« Mon cher Daniel, si je ne vous ai pas écrit le mois dernier, c’est que tout d’abord je n’avais aucune nouvelle de vous et j’en ai profité pour ne pas écrire, ce qui m’était assez difficile étant en plein travail de construction et d’aménagement. Tout l’arrangement de mon ancienne propriété y a passé, mais aussi j’ai tout ce qu’un artiste modeste peut rêver. Un vaste atelier avec un petit coin pour coucher ; tout sous la main, rangé sur des étagères, le tout surélevé de deux mètres, où on mange, fait de la menuiserie et de la cuisine.
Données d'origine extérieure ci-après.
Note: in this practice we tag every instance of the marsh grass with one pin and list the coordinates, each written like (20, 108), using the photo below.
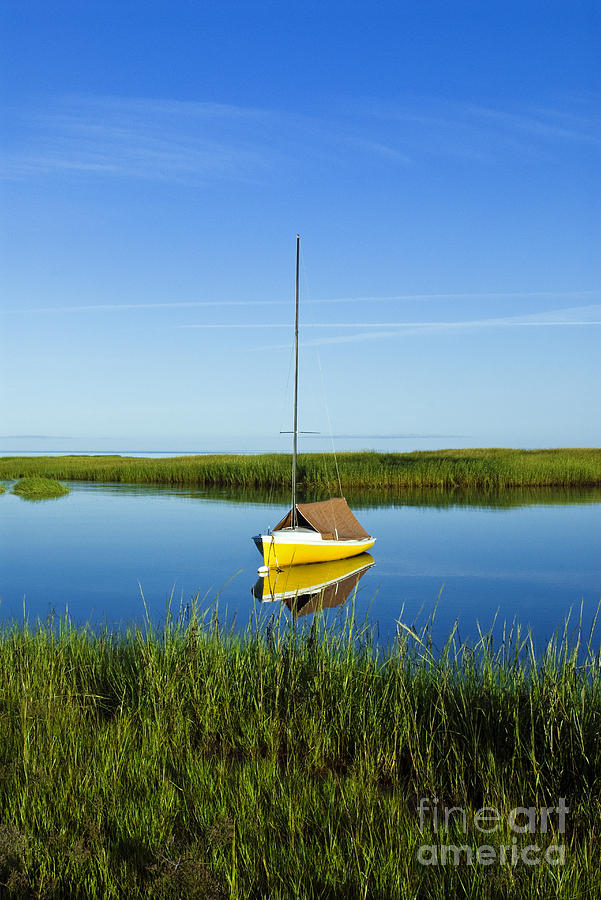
(490, 469)
(36, 487)
(192, 761)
Un hamac pour faire la sieste à l’abri du soleil, et rafraîchi par la brise de mer qui arrive à 300 mètres plus loin tamisée par les cocotiers. Non sans peine j’ai obtenu de la mission un demi hectare au prix de 700fr. C’est cher, mais il n’y avait que cela et la mission possède tout. »
Arrivé deux mois plus tôt sur l’île de Hiva Oa, Paul Gauguin s’installe rapidement, aidé de deux Marquisiens Tioka et Kekela, comme le suggère cet extrait d’une lettre écrite à Daniel de Monfreid en novembre 1901. La Maison du Jouir, comme il la nomme à travers les 5 panneaux sculptés placés à l’entrée, actuellement tous conservés au musée d’Orsay à Paris, lui sert de maison, d’atelier et aussi de lieu de réunion où débats et fêtes se mélangent aux yeux des spectateurs quelquefois horrifiés de ce qu’ils y voient. Il faut dire que les panneaux sculptés et les sculptures placées à l’extérieur de la maison pouvaient paraître provocateurs à la morale officielle de l’époque. Les livres de comptes du magasin de Ben Varney, où Gauguin avait l’habitude de s’approvisionner, sont éloquents de la quantité d’alcool consommé dans l’enceinte de la Maison du Jouir.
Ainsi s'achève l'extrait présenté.